Dennis Gäbel’s Good Spirits | 29.10.2022

Donaukurier | Karl Leitner
 

Die „Good Spirits“, die „Guten Geister“ haben nichts mit Hallo­ween zu tun, auch wenn’s zeitlich gerade passen würde, sondern vielmehr mit dem Tenorsaxofonisten Denis Gäbel, der vor einiger Jahren einfach von Köln nach New York ging, um die Jazzwelt zu er­obern, und dermaßen gut ankam, dass er von dort den Schlagzeuger Clarence Penn und den Kontrabassisten Reuben Rogers mitbrachte, die längst mehr sind als lediglich Kollegen, mit ihnen unter dem Bandnamen zwei exzellente CDs einspielte und die „Volume 2“ nun kom­plett im Birdland vorstellte.

Es gibt Phasen in diesem herausragen­den Konzert, die kommen tatsächlich fast einer magischen Geisterstunde nah, wofür auch noch Sebastian Sternal am Klavier maßgeblich verantwortlich ist. Ihn kennt man auch als grandiosen Solis­ten, der vor ziemlich genau zwei Jahren im Birdland eines der Lockdown-Radio-Geisterkonzerte ohne Publikum gab. Nun brilliert er als Teamworker, wobei er und Penn am Schlagzeug sich dermaßen gut verstehen, sich gegenseitig angrinsen und sich lustbetont und aus dem Augen­blick heraus komplette melodische Staf­feten zuwerfen, dass man aus dem Stau­nen gar nicht herauskommt. Wenn einer die Intensität steigert, zieht der andere sofort nach, im Schlepptau den Rest der Band. Sternal hat ein Faible für rasende Sturzbäche, Tonkaskaden, Säbel ist ähn­lich gestrickt Auch der Bandchef liefert sich ein Duell ums andere mit dem Pia­nisten, verbeißt sich in seine eigenen Kompositionen, die allesamt eine atem­beraubende Mischung aus Spontaneität und Arrangements darstellen.

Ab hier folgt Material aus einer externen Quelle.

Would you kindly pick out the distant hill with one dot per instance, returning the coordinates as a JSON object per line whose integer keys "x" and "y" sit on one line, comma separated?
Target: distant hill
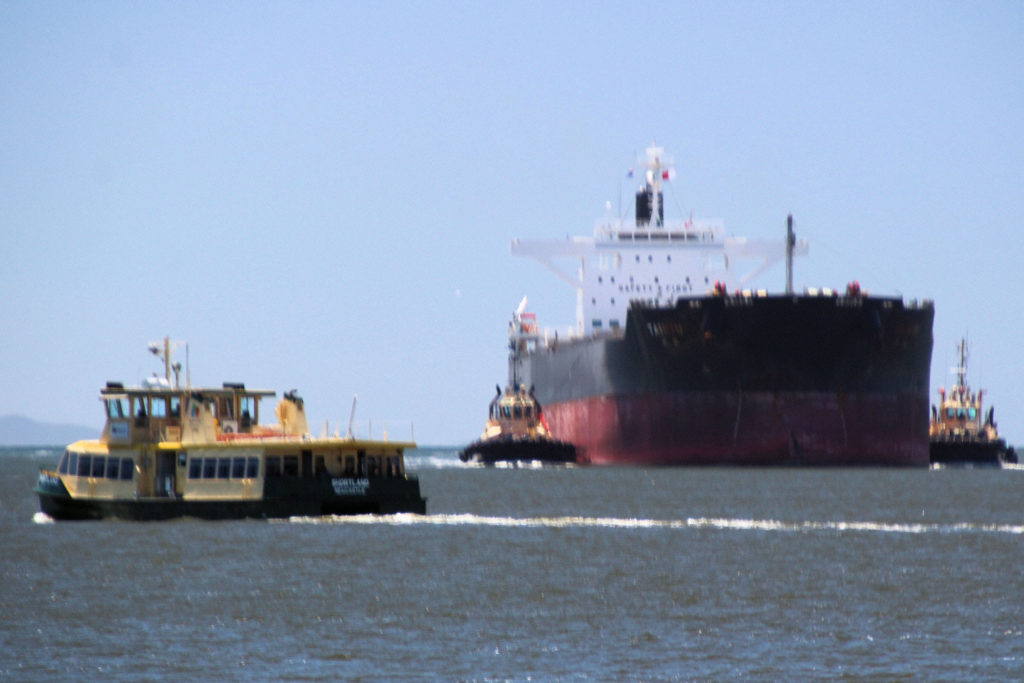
{"x": 17, "y": 430}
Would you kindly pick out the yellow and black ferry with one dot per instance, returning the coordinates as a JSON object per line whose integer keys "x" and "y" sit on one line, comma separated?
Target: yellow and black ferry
{"x": 183, "y": 452}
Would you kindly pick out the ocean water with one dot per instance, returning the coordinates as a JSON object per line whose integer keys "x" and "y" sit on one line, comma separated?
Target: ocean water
{"x": 537, "y": 573}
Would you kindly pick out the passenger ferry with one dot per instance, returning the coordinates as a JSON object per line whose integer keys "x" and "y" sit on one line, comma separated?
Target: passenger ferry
{"x": 183, "y": 452}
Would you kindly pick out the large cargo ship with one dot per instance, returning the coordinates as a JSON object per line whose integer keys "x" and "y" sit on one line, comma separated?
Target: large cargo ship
{"x": 674, "y": 360}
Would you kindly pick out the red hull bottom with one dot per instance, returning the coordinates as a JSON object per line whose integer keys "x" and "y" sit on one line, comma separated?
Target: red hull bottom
{"x": 759, "y": 429}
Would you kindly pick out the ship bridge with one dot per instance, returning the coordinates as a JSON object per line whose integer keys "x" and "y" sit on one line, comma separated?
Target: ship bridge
{"x": 650, "y": 259}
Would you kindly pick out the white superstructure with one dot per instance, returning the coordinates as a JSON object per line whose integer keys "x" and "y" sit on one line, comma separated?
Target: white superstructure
{"x": 649, "y": 258}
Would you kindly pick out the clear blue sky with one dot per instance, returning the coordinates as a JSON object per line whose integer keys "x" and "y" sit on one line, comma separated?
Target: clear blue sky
{"x": 321, "y": 196}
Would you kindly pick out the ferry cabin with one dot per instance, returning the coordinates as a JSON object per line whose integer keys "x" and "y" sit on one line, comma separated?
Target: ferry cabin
{"x": 207, "y": 445}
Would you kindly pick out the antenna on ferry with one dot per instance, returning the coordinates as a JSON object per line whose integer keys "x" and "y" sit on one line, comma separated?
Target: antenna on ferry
{"x": 351, "y": 417}
{"x": 163, "y": 350}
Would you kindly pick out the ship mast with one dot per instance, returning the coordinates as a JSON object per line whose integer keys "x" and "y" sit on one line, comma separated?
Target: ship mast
{"x": 791, "y": 241}
{"x": 649, "y": 200}
{"x": 961, "y": 370}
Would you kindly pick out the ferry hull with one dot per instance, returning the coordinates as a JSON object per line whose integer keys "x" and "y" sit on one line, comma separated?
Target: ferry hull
{"x": 754, "y": 429}
{"x": 294, "y": 500}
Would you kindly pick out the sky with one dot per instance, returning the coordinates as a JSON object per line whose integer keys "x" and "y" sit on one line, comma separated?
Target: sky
{"x": 321, "y": 196}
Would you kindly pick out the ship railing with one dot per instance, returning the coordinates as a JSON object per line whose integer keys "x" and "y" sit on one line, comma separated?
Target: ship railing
{"x": 378, "y": 430}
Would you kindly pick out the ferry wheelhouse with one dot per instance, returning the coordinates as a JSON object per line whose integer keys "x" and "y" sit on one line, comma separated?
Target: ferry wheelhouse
{"x": 183, "y": 452}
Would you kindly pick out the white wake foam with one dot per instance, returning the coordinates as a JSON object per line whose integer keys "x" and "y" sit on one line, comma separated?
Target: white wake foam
{"x": 688, "y": 523}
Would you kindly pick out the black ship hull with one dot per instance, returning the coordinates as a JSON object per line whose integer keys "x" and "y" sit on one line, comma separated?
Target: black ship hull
{"x": 992, "y": 453}
{"x": 745, "y": 380}
{"x": 295, "y": 498}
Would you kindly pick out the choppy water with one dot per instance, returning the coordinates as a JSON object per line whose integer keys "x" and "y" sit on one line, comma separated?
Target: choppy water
{"x": 581, "y": 573}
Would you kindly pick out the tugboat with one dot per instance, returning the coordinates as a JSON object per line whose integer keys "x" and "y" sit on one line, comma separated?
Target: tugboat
{"x": 957, "y": 434}
{"x": 516, "y": 430}
{"x": 184, "y": 452}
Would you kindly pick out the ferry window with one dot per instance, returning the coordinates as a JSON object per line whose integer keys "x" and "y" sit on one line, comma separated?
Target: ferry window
{"x": 117, "y": 408}
{"x": 291, "y": 466}
{"x": 272, "y": 466}
{"x": 158, "y": 407}
{"x": 248, "y": 404}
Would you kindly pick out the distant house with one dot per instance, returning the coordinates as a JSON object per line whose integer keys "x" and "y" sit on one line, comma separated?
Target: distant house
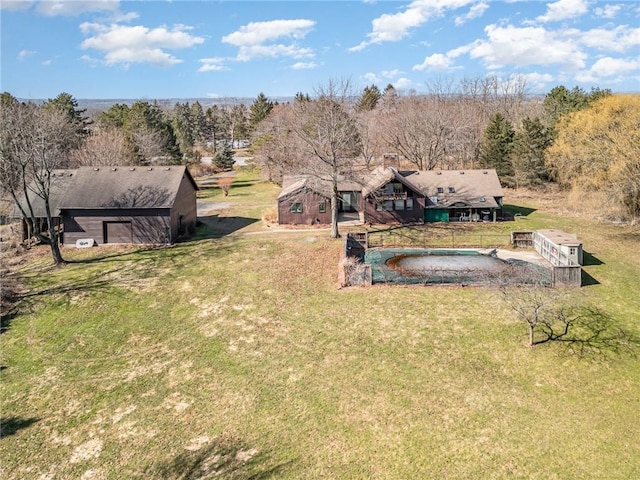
{"x": 124, "y": 204}
{"x": 387, "y": 195}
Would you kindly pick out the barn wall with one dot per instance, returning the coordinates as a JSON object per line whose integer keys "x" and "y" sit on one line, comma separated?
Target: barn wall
{"x": 310, "y": 215}
{"x": 567, "y": 275}
{"x": 184, "y": 205}
{"x": 147, "y": 226}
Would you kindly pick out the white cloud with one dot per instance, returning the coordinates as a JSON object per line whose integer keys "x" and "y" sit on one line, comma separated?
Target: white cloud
{"x": 564, "y": 9}
{"x": 525, "y": 46}
{"x": 619, "y": 39}
{"x": 250, "y": 52}
{"x": 436, "y": 62}
{"x": 396, "y": 26}
{"x": 53, "y": 8}
{"x": 257, "y": 39}
{"x": 608, "y": 11}
{"x": 608, "y": 68}
{"x": 537, "y": 82}
{"x": 24, "y": 54}
{"x": 304, "y": 66}
{"x": 256, "y": 33}
{"x": 137, "y": 44}
{"x": 476, "y": 11}
{"x": 12, "y": 5}
{"x": 214, "y": 64}
{"x": 391, "y": 73}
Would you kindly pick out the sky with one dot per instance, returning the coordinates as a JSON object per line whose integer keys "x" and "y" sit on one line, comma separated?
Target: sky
{"x": 110, "y": 49}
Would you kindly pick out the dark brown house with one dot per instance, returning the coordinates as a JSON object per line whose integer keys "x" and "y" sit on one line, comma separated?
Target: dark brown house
{"x": 390, "y": 198}
{"x": 137, "y": 205}
{"x": 306, "y": 200}
{"x": 387, "y": 195}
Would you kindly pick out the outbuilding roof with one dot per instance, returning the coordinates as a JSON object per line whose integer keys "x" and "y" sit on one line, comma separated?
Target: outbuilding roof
{"x": 61, "y": 181}
{"x": 560, "y": 237}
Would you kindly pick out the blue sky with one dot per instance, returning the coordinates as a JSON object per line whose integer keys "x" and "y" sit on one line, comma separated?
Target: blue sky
{"x": 106, "y": 49}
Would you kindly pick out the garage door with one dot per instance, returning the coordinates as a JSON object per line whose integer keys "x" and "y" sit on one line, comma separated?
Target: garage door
{"x": 117, "y": 232}
{"x": 436, "y": 215}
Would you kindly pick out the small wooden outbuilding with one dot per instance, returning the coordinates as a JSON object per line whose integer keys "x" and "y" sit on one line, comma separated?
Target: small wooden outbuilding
{"x": 130, "y": 205}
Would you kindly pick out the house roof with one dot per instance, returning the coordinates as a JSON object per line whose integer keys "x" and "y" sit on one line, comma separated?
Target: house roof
{"x": 61, "y": 180}
{"x": 469, "y": 184}
{"x": 381, "y": 176}
{"x": 469, "y": 188}
{"x": 125, "y": 187}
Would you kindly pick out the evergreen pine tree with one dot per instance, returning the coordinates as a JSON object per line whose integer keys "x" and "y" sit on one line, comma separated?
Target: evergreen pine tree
{"x": 529, "y": 146}
{"x": 224, "y": 157}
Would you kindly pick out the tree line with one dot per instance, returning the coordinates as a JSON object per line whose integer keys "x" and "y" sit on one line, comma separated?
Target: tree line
{"x": 587, "y": 142}
{"x": 584, "y": 141}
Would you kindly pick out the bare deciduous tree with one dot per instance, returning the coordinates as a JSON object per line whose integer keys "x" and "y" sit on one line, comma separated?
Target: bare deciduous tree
{"x": 105, "y": 147}
{"x": 34, "y": 142}
{"x": 328, "y": 137}
{"x": 416, "y": 128}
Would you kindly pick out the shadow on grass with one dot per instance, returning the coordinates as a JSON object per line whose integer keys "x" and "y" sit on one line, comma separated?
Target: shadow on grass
{"x": 6, "y": 319}
{"x": 587, "y": 280}
{"x": 226, "y": 459}
{"x": 517, "y": 211}
{"x": 10, "y": 425}
{"x": 588, "y": 259}
{"x": 588, "y": 332}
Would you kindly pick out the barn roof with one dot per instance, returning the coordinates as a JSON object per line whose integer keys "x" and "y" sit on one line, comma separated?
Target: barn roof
{"x": 125, "y": 187}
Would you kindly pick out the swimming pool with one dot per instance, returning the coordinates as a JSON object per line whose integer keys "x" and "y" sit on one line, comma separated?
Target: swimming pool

Die Eckdaten sind festgelegt, dann lässt man es ganz einfach laufen. Und wie es läuft, sprudelt, strömt und tost rund her­um um das verkantete Thema von „View“, in der trotz ungeraden Metrums mitreißenden Straight Ahead-Nummer „Confident“, im Power Swing von „Loo­se Ends“. Die Stücke werden von der ganzen Band gemeinsam im Laufe ihrer Aufführung weiterentwickelt, manchmal auch in eine Richtung, die Gäbel als de­ren Urheber gar nicht im Auge hatte. „Diese drei sind einfach so starke und gleichzeitig aufmerksame Musiker, dass ich gar nichts sagen muss“, erzählt er.

Die Balladen schließlich sind es, die das Adjektiv „magisch“ rechtfertigen. „Mood“ vor und „Good Friend“ nach der Pause sind die Highlights eines Abends, der im Grunde nur aus Highlights be­steht. Ganz wichtig ist hier Reuben Ro­gers, der sie mit Hilfe seines singenden Instruments auf ein geradezu perfekt ausgelotetes Fundament stellt. Dieses Schwergewicht am Kontrabass, das bei Charles Lloyd und Joshua Redman spiel­te, weiß wahrlich, was es tut. Genau so müssen diese Stücke klingen. Zärtlich, intim, aber auch geerdet und unumstöß­lich. Dass das Publikum andächtig lauscht und man trotz des ausverkauften Saals nicht einmal ein Hüsteln hört, spricht Bände.

Nach knapp zwei Stunden verabschie­den sich die Musiker, langsam leert sich der Saal. Es ist die Nacht, in der man wegen der Zeitumstellung eine Stunde geschenkt bekommt. Und als Bonbon heuer die Good Spirits obendrauf. „Die ich rief, die Geister, werd‘ ich nun nicht los.“ heißt es im Zauberlehrling. In die­sem Fall wollten wir sie auch gar nicht loswerden.